LONDON/SEOUL • Efforts to secure safe passage through the Strait of Hormuz are ramping up, with Britain deploying a second warship in the area and South Korea saying it may deploy its own unit as part of a multinational force for the Gulf.
Tensions have flared in the strait, a vital thoroughfare for the energy industry, in recent weeks as Iran pushes back against US sanctions that are crippling its oil exports.
Iran's Revolutionary Guard is still holding the Stena Impero, a British vessel it detained on July 20, in retaliation for British forces seizing an Iranian tanker on July 4 near Gibraltar for allegedly violating sanctions against Syria.
The tanker stand-off has escalated regional strains over renewed US sanctions on Teheran after President Donald Trump last year pulled out of the nuclear deal with Iran.
Britain yesterday ruled out swopping the seized oil tankers with Iran to dial back tensions.
"There is no quid pro quo," British Foreign Secretary Dominic Raab told BBC radio. "This is not about some kind of barter. This is about international law and the rules of the international legal system being upheld," he said.
Iranian President Hassan Rouhani had hinted earlier that he was open to a tanker swop.
The United Kingdom has deployed the HMS Duncan, one of its Type 45 destroyers, to shepherd British-flagged ships through the strait, its defence ministry said in a statement on Sunday.

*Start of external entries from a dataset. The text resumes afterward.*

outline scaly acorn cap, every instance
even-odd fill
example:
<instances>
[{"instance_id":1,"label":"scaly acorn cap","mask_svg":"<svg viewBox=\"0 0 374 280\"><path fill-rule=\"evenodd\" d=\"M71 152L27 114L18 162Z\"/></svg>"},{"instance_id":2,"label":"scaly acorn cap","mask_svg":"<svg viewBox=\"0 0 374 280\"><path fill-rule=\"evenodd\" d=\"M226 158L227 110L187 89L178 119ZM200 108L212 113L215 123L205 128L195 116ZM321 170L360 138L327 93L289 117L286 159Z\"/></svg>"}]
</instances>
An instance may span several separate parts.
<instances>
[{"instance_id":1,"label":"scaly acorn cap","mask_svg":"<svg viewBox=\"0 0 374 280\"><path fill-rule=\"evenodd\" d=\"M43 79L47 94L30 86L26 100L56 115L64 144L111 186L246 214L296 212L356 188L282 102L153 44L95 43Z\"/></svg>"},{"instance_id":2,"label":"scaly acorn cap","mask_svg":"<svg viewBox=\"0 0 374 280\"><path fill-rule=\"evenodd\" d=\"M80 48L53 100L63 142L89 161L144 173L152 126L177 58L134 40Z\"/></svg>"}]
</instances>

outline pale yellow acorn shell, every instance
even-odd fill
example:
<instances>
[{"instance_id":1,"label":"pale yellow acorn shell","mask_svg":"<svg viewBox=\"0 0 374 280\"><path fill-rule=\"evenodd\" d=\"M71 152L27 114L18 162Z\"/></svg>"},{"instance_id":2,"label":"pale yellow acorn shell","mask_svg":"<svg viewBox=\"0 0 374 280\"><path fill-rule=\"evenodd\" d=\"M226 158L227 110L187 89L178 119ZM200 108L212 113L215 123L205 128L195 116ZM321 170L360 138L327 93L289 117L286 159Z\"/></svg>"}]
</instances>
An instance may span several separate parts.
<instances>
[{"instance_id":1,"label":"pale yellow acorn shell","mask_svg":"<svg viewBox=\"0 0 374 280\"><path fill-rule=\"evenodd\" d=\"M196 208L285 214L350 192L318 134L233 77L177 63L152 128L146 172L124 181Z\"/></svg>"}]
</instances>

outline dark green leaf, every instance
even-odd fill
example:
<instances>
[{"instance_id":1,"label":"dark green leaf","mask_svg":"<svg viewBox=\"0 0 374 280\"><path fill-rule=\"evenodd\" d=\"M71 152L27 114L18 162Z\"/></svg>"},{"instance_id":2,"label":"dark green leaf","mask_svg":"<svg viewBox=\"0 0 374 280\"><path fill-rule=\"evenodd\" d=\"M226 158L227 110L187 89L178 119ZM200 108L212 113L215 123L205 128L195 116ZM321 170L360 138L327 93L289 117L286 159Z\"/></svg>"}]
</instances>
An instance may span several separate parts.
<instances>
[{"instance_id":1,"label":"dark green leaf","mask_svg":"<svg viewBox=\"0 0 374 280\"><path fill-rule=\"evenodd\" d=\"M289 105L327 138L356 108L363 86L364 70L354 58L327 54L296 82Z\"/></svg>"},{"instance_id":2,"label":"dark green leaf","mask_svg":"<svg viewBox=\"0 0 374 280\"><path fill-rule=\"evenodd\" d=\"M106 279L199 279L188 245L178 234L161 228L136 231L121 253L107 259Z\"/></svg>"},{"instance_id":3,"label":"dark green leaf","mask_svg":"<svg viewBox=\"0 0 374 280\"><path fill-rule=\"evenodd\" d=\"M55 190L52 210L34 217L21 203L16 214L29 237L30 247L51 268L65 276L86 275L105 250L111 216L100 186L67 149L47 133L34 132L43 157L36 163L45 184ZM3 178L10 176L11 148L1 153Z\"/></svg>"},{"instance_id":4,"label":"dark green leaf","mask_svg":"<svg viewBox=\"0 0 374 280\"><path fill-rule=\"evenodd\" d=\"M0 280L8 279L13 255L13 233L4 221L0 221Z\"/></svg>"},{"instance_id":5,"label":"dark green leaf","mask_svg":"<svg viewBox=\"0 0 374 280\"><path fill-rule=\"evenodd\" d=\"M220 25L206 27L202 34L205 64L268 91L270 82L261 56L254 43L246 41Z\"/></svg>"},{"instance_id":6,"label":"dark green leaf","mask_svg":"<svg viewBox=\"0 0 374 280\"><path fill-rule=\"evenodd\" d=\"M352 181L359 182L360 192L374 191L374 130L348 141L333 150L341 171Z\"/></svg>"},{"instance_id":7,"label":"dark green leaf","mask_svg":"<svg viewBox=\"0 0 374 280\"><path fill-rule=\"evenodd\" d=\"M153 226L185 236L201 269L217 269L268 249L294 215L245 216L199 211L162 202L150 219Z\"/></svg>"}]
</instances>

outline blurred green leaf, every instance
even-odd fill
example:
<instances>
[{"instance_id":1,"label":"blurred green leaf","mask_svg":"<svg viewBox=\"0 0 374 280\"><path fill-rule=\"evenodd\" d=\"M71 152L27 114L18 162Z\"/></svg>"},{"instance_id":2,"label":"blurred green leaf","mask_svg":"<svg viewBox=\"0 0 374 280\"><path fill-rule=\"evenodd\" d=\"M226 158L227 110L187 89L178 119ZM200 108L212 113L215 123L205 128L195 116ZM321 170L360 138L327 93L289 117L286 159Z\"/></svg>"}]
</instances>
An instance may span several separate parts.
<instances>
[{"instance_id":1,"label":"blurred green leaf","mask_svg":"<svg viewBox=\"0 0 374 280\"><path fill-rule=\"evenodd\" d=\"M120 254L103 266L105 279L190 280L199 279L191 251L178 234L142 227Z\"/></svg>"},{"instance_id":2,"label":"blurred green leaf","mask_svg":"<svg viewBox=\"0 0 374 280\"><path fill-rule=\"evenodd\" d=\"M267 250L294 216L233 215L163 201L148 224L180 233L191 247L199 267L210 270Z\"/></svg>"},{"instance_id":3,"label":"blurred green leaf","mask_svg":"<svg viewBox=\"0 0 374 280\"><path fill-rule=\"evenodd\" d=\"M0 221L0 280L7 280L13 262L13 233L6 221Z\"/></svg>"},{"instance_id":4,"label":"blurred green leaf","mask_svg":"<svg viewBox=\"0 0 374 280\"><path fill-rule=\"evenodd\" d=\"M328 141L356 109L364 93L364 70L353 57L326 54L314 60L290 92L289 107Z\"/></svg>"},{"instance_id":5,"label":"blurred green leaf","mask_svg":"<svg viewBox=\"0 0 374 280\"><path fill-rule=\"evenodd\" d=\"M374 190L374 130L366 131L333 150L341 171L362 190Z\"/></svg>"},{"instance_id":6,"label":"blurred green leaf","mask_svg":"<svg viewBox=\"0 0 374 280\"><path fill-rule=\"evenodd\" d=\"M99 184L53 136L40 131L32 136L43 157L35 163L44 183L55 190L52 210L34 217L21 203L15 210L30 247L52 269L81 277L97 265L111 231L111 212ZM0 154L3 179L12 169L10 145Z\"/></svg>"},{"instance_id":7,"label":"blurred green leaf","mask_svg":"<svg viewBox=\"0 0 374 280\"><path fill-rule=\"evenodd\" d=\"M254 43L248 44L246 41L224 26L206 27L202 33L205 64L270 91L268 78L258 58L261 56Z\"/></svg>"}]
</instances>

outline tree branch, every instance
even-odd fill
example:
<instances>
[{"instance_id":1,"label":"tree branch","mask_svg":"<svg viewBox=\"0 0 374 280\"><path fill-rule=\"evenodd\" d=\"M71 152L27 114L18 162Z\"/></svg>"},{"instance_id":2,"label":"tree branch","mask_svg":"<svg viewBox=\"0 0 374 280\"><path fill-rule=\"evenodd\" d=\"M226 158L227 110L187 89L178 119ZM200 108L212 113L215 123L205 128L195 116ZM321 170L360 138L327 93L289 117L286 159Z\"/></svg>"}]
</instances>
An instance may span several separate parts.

It will operate alongside the Royal Navy's Type 23 frigate HMS Montrose until late next month, London said.
The United States and Europe are seeking to establish separate maritime security initiatives, and the UK said last week that further measures would be taken to respond to Iran, without giving details of the plans.
"Freedom of navigation in the Strait of Hormuz is vital not just to the UK, but also our international partners and allies," British Defence Secretary Ben Wallace said in the statement. "Merchant ships must be free to travel lawfully and trade safely, anywhere in the world," he added.
Meanwhile, South Korea is considering sending its Cheonghae naval unit to the strait for participation in a US-led coalition, the Maeil Business Newspaper reported yesterday, citing an unidentified government official.
South Korea's 302-personnel Cheonghae unit includes the destroyer Dae Jo-yeong, an anti-submarine helicopter and three speedboats, according to the latest annual defence white paper.
A defence ministry spokesman, Ms Choi Hyun-soo, said the government is considering "various options to ensure South Korean vessels' safety" but nothing has been finalised.
Separately, Oman, which shares the strait with Iran, said it was in talks with "all parties" to restore stability to the waterway.
"We don't mediate, but in this case we are more concerned than others to ensure the stability of navigation," Foreign Minister Yousef bin Alawi said after discussions with Iranian officials in Teheran.
Meanwhile, Iran's foreign ministry spokesman Abbas Mousavi said yesterday the US had rejected its offer for more robust nuclear inspections in exchange for lifting sanctions because Washington is "not seeking dialogue".